Josiane. — C’est pas de refus… ça tire soif de grimper…

Patrick, qui s’est mis derrière le bar. — Un gin, ça vous va ?

Josiane, rigolant. — Le jean, ça me va pas : ça me sert trop au niveau des hanches !

Patrick. — Hum… Un petit scotch alors ?

Josiane. — Moi, le scotch, c’est sur la bouche qu’il faudrait me le mettre !

Aline. — Quel réalisme !

Patrick. — Vous préféreriez un whisky ?

Aline. — Whisky ou scotch, éternel débat !

Josiane, chantant, sur l’air de Starsky et Hutch. — Whisky ou scotch… Ta ta ta ta ta ta… Whisky ou scotch… ça vous rappelle rien ?… La série policière…

Patrick. — J’avoue que non.

Josiane. — C’est vrai que vous n’avez pas la télé… Remarquez, entre nous, question ambiance et rythme, ça vaut pas Maigret.

Patrick. — Alors, votre choix ?

Josiane. — Va pour le scotch.

Patrick. — Avec glaçons ?

Josiane, pouffant. — Pour une fille, une vie sans glaçons, c’est triste, non ?

Aline. — Amis poètes, bonjour !

Patrick, tendant un verre à Josiane. — Voilà. Scotch on the rocks !

Josiane, qui n’a visiblement pas tout compris. — Comme vous dites… (Prononcé à la française.) Thank you. (Après un temps.) Alors vous êtes là depuis deux jours, c’est ça ?

Patrick. — Affirmatif.

Josiane. — Affirmatif ! Le mot préféré de mon cousin Michou.

Patrick. — Il est dans l’armée ?

Josiane. — Non, pourquoi ? Il est coiffeur… Affirmatif… Coiffeur… Vous captez ?

Patrick. — Je… Oui, j’essaie de vous suivre.

Josiane. — C’est sûr qu’avec moi, faut embrayer ! Un brave garçon ce Michou, mais qu’est-ce qu’il cause !

Aline. — C’est sûrement de famille.

Patrick, amusé. — Si vous me permettez l’expression : c’est un coiffeur qui a donc du mal à la boucler… La boucler…

Aline, réprobatrice. — Patrick ! Si toi aussi tu t’y mets !

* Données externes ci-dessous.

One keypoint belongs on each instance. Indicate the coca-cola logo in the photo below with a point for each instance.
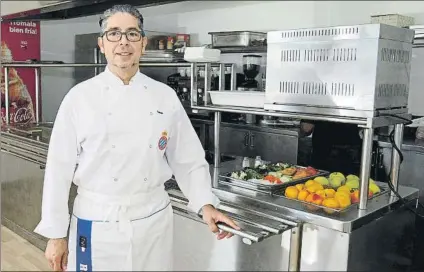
(21, 115)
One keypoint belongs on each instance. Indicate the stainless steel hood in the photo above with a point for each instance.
(80, 8)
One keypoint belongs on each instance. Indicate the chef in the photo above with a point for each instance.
(119, 136)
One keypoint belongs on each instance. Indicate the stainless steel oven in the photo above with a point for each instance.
(202, 129)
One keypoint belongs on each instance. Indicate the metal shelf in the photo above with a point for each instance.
(252, 49)
(65, 65)
(372, 122)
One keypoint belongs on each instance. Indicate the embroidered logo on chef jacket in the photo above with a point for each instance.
(163, 141)
(83, 267)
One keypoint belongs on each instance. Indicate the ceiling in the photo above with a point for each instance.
(68, 9)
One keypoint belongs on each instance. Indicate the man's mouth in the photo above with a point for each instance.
(124, 54)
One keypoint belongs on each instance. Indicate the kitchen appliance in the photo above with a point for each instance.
(237, 39)
(352, 71)
(251, 68)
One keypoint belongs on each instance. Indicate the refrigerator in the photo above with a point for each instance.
(20, 41)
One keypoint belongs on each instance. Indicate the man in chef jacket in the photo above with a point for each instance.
(119, 136)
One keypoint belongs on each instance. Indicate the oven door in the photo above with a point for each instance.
(202, 132)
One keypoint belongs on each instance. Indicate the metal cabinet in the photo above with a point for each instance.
(271, 146)
(274, 146)
(234, 142)
(411, 170)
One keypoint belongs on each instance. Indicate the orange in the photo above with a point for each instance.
(321, 193)
(303, 194)
(315, 199)
(314, 187)
(344, 188)
(342, 194)
(310, 182)
(300, 187)
(329, 192)
(331, 203)
(344, 200)
(291, 192)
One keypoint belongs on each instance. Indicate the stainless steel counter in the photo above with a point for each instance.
(347, 221)
(408, 144)
(280, 207)
(280, 226)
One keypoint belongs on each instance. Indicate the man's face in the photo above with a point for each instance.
(126, 52)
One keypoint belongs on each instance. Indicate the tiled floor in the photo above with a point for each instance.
(17, 254)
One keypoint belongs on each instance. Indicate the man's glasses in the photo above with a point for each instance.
(116, 35)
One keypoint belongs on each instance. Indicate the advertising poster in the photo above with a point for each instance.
(20, 41)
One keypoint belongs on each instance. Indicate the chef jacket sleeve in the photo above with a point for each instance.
(186, 158)
(60, 167)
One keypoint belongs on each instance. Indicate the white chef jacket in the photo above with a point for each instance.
(121, 140)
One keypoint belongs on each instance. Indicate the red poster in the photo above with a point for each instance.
(20, 41)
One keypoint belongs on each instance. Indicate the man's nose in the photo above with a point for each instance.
(124, 40)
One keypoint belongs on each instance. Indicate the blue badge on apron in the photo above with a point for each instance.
(163, 141)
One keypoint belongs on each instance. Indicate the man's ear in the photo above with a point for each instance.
(101, 45)
(143, 48)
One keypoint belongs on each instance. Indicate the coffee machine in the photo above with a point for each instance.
(251, 68)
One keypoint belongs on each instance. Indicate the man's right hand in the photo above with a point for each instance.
(57, 254)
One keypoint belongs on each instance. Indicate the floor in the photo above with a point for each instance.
(19, 255)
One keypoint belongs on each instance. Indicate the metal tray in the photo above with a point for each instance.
(237, 39)
(250, 99)
(227, 179)
(384, 189)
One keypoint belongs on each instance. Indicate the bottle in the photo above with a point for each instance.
(420, 133)
(258, 161)
(161, 45)
(170, 43)
(246, 162)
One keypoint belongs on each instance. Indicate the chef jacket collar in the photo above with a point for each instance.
(112, 79)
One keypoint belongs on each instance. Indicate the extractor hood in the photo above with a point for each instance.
(80, 8)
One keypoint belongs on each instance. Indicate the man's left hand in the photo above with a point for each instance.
(212, 216)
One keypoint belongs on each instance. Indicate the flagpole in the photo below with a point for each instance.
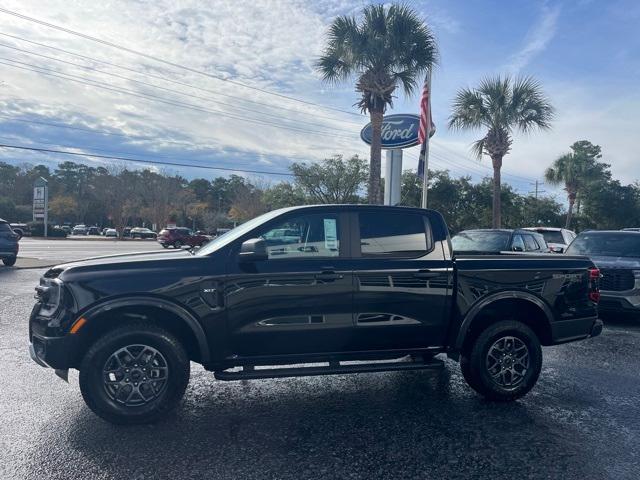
(425, 173)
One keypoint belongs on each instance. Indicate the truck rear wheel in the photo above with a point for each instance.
(504, 361)
(134, 374)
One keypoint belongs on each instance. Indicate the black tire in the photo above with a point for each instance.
(166, 395)
(511, 379)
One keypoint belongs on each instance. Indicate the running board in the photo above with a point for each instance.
(333, 368)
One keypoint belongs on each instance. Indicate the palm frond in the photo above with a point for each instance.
(468, 110)
(477, 148)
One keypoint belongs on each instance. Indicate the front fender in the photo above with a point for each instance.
(141, 301)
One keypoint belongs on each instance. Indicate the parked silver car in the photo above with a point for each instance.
(558, 239)
(617, 255)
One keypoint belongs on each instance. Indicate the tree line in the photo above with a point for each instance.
(121, 197)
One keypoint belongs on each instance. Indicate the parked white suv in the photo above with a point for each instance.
(558, 239)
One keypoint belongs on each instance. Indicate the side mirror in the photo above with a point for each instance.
(253, 250)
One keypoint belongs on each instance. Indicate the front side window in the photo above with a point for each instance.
(392, 234)
(518, 244)
(531, 243)
(305, 236)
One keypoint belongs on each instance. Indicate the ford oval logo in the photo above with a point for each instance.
(398, 131)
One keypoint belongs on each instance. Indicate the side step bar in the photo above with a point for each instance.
(334, 368)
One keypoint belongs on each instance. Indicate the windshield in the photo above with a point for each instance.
(481, 241)
(606, 245)
(552, 236)
(237, 232)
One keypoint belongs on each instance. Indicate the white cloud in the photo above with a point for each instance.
(536, 40)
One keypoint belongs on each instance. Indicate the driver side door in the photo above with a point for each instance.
(298, 300)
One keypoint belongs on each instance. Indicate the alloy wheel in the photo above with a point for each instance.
(135, 375)
(507, 362)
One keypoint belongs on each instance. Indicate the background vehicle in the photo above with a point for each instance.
(617, 255)
(139, 232)
(371, 283)
(79, 230)
(21, 229)
(178, 237)
(496, 241)
(558, 239)
(8, 244)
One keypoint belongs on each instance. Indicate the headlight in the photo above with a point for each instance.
(49, 294)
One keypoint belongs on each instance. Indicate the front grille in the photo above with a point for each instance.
(616, 280)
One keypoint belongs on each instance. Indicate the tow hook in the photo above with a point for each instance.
(63, 374)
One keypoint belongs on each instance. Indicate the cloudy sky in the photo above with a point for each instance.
(168, 82)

Patrick. — Ben quoi ! (Rigolant.) Tant que je ne frise pas le ridicule !

Aline. — Hum…

Josiane. — Vous verrez, vous serez bien dans notre immeuble… Les gens sont comme moi : très agréables. Enfin, dans l’ensemble… (Sur le ton de la confidence.) Parce qu’il y a des exceptions.

Aline. — Tiens donc !

Josiane. — Tenez, par exemple, prenez Mme Fruchard, ma voisine de palier. Enfin, quand je dis prenez, bon courage, vu le tour de taille ! Bon, eh ben c’est pas pour dire du mal, mais elle a pas inventé l’eau chaude. Le comble, c’est que son mari est chauffagiste ! Bon, c’est pas un prix Nobel lui non plus.

Aline. — Qui se ressemble s’assemble !

Josiane. — Comme vous dites. (Bas.) Entre nous, le père Fruchard, il flirte plus avec ses clientes qu’avec la finesse… Je ne vous ai rien dit, évidemment.

Patrick. — Évidemment.

Josiane, à Patrick. — Et sans être indiscrète, c’est pas du tout mon genre, hein. Vous êtes marié ?

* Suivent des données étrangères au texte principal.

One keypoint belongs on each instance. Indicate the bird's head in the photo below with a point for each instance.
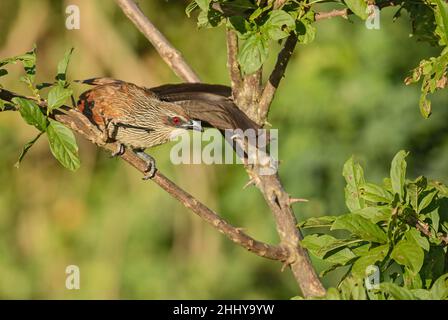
(177, 121)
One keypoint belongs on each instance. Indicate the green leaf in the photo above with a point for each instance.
(375, 193)
(427, 199)
(203, 4)
(253, 53)
(439, 290)
(398, 293)
(317, 243)
(63, 145)
(31, 113)
(352, 289)
(278, 25)
(26, 148)
(434, 216)
(375, 214)
(358, 7)
(433, 266)
(414, 235)
(57, 97)
(341, 257)
(421, 294)
(370, 258)
(62, 67)
(361, 227)
(441, 15)
(408, 254)
(306, 31)
(190, 8)
(354, 176)
(333, 294)
(318, 222)
(398, 173)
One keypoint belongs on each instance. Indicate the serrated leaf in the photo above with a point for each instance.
(354, 176)
(317, 222)
(341, 257)
(358, 7)
(57, 97)
(333, 294)
(375, 214)
(316, 242)
(375, 193)
(278, 25)
(361, 227)
(203, 4)
(398, 173)
(26, 148)
(439, 290)
(414, 235)
(427, 199)
(397, 292)
(408, 254)
(370, 258)
(63, 145)
(253, 53)
(441, 15)
(190, 8)
(31, 113)
(306, 31)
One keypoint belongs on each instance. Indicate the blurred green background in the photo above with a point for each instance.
(342, 95)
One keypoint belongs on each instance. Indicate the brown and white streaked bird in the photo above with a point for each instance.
(141, 118)
(133, 116)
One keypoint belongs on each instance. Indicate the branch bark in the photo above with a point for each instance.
(80, 124)
(275, 78)
(247, 94)
(169, 54)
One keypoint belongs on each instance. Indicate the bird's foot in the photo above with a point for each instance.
(151, 169)
(119, 151)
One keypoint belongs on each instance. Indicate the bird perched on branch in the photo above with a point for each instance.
(141, 118)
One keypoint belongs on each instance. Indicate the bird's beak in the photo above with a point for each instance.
(193, 125)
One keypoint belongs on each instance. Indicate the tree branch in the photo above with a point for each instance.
(344, 13)
(80, 124)
(278, 200)
(169, 54)
(232, 61)
(276, 76)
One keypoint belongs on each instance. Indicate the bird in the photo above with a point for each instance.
(134, 117)
(140, 118)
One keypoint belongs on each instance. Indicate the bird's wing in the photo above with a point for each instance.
(209, 103)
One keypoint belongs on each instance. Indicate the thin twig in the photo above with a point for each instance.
(275, 77)
(169, 54)
(80, 124)
(232, 61)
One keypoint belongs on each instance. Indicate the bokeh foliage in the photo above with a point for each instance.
(343, 94)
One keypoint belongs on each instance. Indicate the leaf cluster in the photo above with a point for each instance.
(400, 226)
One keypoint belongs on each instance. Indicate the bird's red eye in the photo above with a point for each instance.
(176, 121)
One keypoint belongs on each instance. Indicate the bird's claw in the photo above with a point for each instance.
(151, 169)
(119, 151)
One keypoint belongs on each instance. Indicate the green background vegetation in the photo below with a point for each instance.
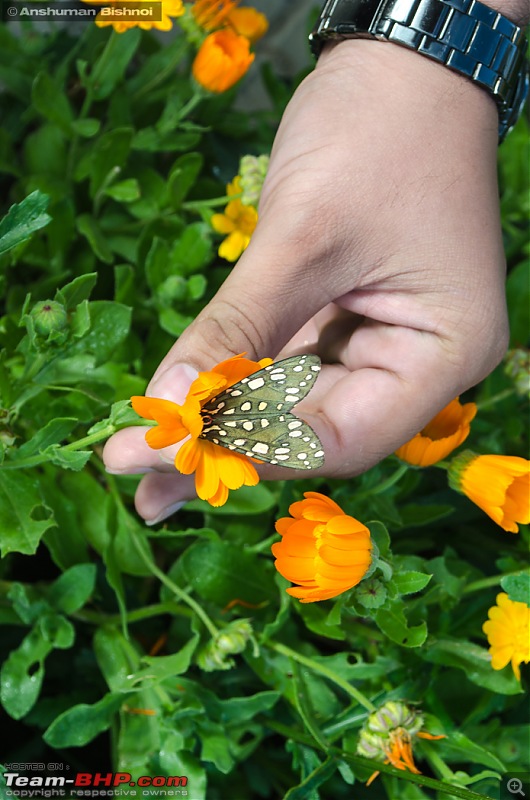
(112, 164)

Patrick. — Non, au grand dam de ma mère.

Josiane. — Oh ! mais je ne doute pas que votre mère soit une grande dame !

Aline, fausse. — Venant de vous, ça me va droit au cœur.

Josiane, à Aline. — Tout bien réfléchi, votre fils, il a de la chance dans son malheur.

Aline. — Et pourquoi donc ?

Josiane. — Parce qu’il y a pas mal de célibataires dans l’immeuble, à commencer par bibi… Un vrai nid ! À croire qu’on s’attire entre nous… L’avantage, c’est que ça offre des opportunités, pas vrai ?

Aline, ne portant pas grand intérêt aux propos de Josiane. — Sans doute.

Patrick, taquin. — Ma mère disait justement que l’amour est à notre porte.

Aline. — Des fois, il vaut mieux la laisser fermée.

Josiane. — Quoi donc ?

Aline. — La porte ou la bouche, au choix.

Josiane. — Ah ?… (Elle promène son regard du sol au plafond.) En tout cas, vous avez rudement bien aménagé l’appart… Sans vouloir juger ; ce que je déteste faire. Faut dire que les proprios d’avant n’avaient pas de goût !

Patrick. — Je reconnais qu’il y avait pas mal de travaux à réaliser : les murs, les plafonds…

Josiane. — Comme on dit : qui veut carreler bien aménage sa toiture !

Aline, avec ironie. — Un vrai festival d’humour !

Josiane. — Et comme le répète mon frère Paulo – vous savez, celui qu’est dans le BTP – les maisons, c’est comme les bonnes femmes : refaire du neuf sur du vieux, c’est pas évident… (À Aline.) J’dis pas ça par rapport à vous, hein, mais par rapport à l’appart.

Patrick. — Hum… Un autre verre ?

Josiane. — J’dis pas non… Rien ne vaut un remontant avant de redescendre, hein ?

Patrick, servant Josiane. — Heureusement que vous n’avez pas beaucoup de route à faire… Boire ou conduire, il aurait fallu choisir.

Josiane, avalant son verre d’une traite. — Moi, j’ai choisi : j’ai pas de voiture.